The Best Poetry of 2019--the Very Short List

Before I left for my great southeastern driving journey of Thanksgiving week, I read Dave Bonta's call for our lists of the best poetry of 2019.  Dave suggests that we might be able to come up with a different list than the usual "best of" lists that we find in newspapers and journals this time of year.  Those lists do seem to focus the same books that are under consideration for national prizes--in other words, books that are already going to get a lot of attention.

As I thought back over my list, I decided to focus on the books that I wanted to read again, the books that made me feel sad when I finished them because I'd never have the delight of the first read again.

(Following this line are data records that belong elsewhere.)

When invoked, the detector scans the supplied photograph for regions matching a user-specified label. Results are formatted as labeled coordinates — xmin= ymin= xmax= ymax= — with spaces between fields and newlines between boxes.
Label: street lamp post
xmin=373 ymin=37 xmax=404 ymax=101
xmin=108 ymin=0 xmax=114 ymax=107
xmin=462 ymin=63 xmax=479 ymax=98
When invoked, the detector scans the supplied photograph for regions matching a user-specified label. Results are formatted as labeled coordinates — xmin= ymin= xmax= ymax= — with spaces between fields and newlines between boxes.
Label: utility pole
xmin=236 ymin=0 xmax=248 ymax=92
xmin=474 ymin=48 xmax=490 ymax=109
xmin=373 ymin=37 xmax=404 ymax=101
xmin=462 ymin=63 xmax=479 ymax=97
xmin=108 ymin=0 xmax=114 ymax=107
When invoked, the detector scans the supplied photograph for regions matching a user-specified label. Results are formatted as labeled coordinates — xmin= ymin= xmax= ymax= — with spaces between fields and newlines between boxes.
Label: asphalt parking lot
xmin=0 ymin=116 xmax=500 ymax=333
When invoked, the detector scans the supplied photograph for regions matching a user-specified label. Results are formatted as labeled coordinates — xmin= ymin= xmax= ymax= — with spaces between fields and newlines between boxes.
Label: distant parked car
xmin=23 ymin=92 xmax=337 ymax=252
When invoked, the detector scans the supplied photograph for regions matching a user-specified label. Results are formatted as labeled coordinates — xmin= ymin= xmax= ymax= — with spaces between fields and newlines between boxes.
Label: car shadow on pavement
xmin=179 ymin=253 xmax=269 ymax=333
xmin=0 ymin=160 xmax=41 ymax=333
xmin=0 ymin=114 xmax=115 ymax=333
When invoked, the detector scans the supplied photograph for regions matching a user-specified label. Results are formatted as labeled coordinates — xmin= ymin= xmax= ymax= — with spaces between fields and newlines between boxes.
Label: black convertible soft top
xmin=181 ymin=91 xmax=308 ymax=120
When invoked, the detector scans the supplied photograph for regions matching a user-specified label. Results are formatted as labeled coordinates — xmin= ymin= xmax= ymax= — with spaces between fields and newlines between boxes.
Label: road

I thought about books that make me want to keep writing poems.  I want books that help me to see the world differently, that make me shake my head at the audacious comparisons and the wonderful wordplay.

If I could choose only one book I've read in the past year to read again and again, it would be Space Struck by Paige Lewis (Sarabande Books).  I wish I could remember which poet recommended this book and where--it sounded interesting to me, and I added it to an Amazon order to get to the free shipping level (yes, I'm the last person in the U.S. who does not have Amazon Prime).

A look at the titles of the poems lets us know that we're in store for a treat:  "You Be You, and I'll Be Busy," "God's Secretary, Overworked," and "So You Want to Leave Purgatory."  It's one of the few volumes of poetry where I've put a star by the title of one of the poems because it delighted me so.

Let me look at that poem, "On the Train, a Man Snatches My Book."  I love the way she describes how she's feeling, if she decided to pay attention to the man who sneers at her with such contempt and dismissal:

"                     . . .                     I feel

as if I'm on the moon listening to the air hiss
out of my spacesuit, and I can't find the hole.  I'm

the vice president of panic, and the president is
missing.  . . .                                                  "

This book is full of musings of our current existential despair--both on an individual level and a species level.

It's been a good year for poetry collections that use science in interesting ways.  I'd add Martha Silano's Gravity Assist (Saturnalia Books) and Lee Ann Roripaugh's Tsunami vs. the Fukushima 50 (Milkweed Editions) to my list too.  Regular readers of this blog may remember that I wrote a post about Roripaugh's book back when I first read it in the summer.

I'm also including a book that I'm not likely to read again--it was a tough read the first time.  Paisley Rekdal's Nightingale revisits Ovid and all those metamorphoses.  The description sounded like it would thrill my inner English major who loves to see the connections to older literature.

I had forgotten how much of Ovid's work revolves around sexual assault and rape.  Perhaps all of Greek mythology does, and I've forgotten.  In this Me Too world, the book was a tough read for me, as much of it revolved around sexual assault.

It's important work, and "Nightingale:  A Gloss" is an amazing poem.  It also makes me nauseatingly afraid to leave my house with its depiction of threats at every corner, no matter how idyllic.

Space Struck, too, shows a world of threats, but it affects me differently.  Is it the difference in the type of threat?  Maybe that's it.  The poems in Space Struck are shorter, and therefore they have a different impact than some of the poems in Nightingale.  Or maybe it's the humor that weaves through Space Struck that's not in Nightingale.

It's been a great year for poetry--I look forward to seeing what 2020 brings (a new decade--gulp!).